When you configure a WebRTC stream over the network, the actual information being sent or received are the individual audio and video streams, possibly encoded as the mentioned AAC and H.264 codecs. However, if you use Kurento’s RecorderEndpoint, then you need to choose a container format in order to store these streams into an actual file. Here is when the most important decision must be done, as different container formats have different advantages and drawbacks.
MP4 metadata issues
An MP4 file breaks down into several units of data, called atoms. Some of these atoms will contain actual audio samples and video frames; some contain accompanying data such as captions, chapter index, title, poster, etc; and lastly some contain so-called metadata which is information about the video itself, required by the player or receiving decoder to do its job adequately.
In an MP4 container, every movie contains a video metadata atom or “moov atom”, describing the timescale, duration, and display characteristics of the movie. It acts as an index of the video data, and the file will not start to play until the player can access this index.

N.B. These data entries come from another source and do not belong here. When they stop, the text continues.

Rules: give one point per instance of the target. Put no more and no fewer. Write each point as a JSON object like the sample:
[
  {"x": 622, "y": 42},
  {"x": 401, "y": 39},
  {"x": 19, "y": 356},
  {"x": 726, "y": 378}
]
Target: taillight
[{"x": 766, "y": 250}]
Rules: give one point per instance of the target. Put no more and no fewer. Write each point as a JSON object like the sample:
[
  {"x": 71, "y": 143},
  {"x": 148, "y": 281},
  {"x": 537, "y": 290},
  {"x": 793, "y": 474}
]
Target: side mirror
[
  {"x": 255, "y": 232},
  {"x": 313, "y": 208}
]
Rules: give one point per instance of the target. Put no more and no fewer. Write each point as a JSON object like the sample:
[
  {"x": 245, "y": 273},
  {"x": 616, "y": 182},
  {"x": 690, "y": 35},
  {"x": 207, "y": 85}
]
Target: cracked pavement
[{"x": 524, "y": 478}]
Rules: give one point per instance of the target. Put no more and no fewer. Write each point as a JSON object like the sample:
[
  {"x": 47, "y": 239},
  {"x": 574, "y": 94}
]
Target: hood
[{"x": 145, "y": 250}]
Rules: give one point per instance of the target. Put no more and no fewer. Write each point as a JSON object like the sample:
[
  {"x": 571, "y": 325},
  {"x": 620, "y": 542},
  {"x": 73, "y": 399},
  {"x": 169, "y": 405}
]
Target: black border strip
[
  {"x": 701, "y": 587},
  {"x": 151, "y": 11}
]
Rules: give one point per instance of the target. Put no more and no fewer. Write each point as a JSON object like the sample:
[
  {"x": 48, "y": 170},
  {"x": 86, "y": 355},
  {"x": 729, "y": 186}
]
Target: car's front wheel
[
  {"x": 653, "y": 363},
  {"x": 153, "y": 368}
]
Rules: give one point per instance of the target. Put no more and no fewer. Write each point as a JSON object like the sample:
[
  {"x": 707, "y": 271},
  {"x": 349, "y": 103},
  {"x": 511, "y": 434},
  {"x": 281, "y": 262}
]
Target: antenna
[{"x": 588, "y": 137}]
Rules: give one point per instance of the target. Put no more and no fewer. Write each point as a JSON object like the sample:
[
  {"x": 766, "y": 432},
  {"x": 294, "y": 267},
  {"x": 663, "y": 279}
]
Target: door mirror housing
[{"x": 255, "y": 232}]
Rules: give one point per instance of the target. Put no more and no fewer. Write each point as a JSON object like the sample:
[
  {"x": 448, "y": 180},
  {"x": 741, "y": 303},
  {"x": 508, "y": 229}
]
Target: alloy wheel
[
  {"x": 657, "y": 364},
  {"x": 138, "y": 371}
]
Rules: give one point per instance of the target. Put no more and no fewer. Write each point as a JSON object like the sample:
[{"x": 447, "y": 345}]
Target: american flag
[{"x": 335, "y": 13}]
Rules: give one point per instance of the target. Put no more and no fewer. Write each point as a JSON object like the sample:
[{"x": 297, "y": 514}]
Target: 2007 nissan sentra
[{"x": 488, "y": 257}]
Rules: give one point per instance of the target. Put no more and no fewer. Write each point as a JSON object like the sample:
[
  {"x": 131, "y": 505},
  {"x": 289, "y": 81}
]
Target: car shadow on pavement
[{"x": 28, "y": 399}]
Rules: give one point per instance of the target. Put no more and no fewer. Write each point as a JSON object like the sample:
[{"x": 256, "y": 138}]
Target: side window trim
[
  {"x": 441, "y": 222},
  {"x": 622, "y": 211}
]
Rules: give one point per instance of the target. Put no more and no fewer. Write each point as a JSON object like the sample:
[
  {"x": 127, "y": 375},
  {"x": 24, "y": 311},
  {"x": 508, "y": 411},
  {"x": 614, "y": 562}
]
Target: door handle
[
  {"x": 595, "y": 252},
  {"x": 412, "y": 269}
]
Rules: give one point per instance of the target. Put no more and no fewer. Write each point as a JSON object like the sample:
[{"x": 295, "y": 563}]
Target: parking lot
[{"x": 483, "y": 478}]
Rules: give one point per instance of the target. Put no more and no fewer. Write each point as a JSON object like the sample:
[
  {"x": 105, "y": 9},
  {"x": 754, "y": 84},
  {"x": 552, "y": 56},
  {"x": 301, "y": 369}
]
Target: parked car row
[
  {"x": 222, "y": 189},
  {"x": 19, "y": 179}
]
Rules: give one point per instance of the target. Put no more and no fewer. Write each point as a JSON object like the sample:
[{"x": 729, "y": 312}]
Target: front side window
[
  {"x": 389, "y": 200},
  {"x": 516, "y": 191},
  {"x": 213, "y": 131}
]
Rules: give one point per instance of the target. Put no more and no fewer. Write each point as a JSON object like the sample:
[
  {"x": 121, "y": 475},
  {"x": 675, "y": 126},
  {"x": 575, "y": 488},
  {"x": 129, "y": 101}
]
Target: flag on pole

By default, MP4 stores the moov atom at the end of the file. This is fine for local playback, since the entire file is available for playback right away. However, writing the moov atom only at the end is a very bad idea for cases such as progressive download or streaming as it would force the download of the entire file first before it will start playback. Similarly, live recording in this format can be problematic if the recorder is abruptly stopped for whatever reason (think an unexpected crash), rendering an unreadable file.
The solution for these special cases is to move the moov atom to the beginning of the file. This ensures that the required movie information is downloaded (or recorded) first, enabling playback to start right away. The placement of the moov atom is specified in various software packages through settings such as “progressive download,” “fast start,” “streaming mode,” or similar options.
MP4 Fast-Start in Kurento
An easy solution to the interrupted recording problem is to move the moov atom metadata to the beginning of the file. This means that if the recording crashes, all required metadata will have already been written out to the file, so the file will still be readable (at least to some point). Using this technique is called MP4 Fast-Start.
MP4 Fast-Start has been tested for recording in Kurento, however the results were not very satisfying. In case of a crash, the files were effectively playable, however this would come at a great cost in terms of resulting file size. MP4 videos with Fast-Start mode enabled would grow in size much faster than those recorded without Fast-Start enabled.
Due to this observation, MP4 container format is just considered not the best choice for live recording with Kurento, with WEBM being the better option. Also the popular MKV (Matroska container format) has been made available to use for recording since Kurento Media Server release 6.10. This format is much more robust than MP4 and provides great results for live recording. However, note that most browsers don’t have native support for directly opening local MKV files (e.g. with
<video src="myVideo.mkv">), while they are able to open WEBM, so we still recommend WEBM as the most compatible container format for recordings.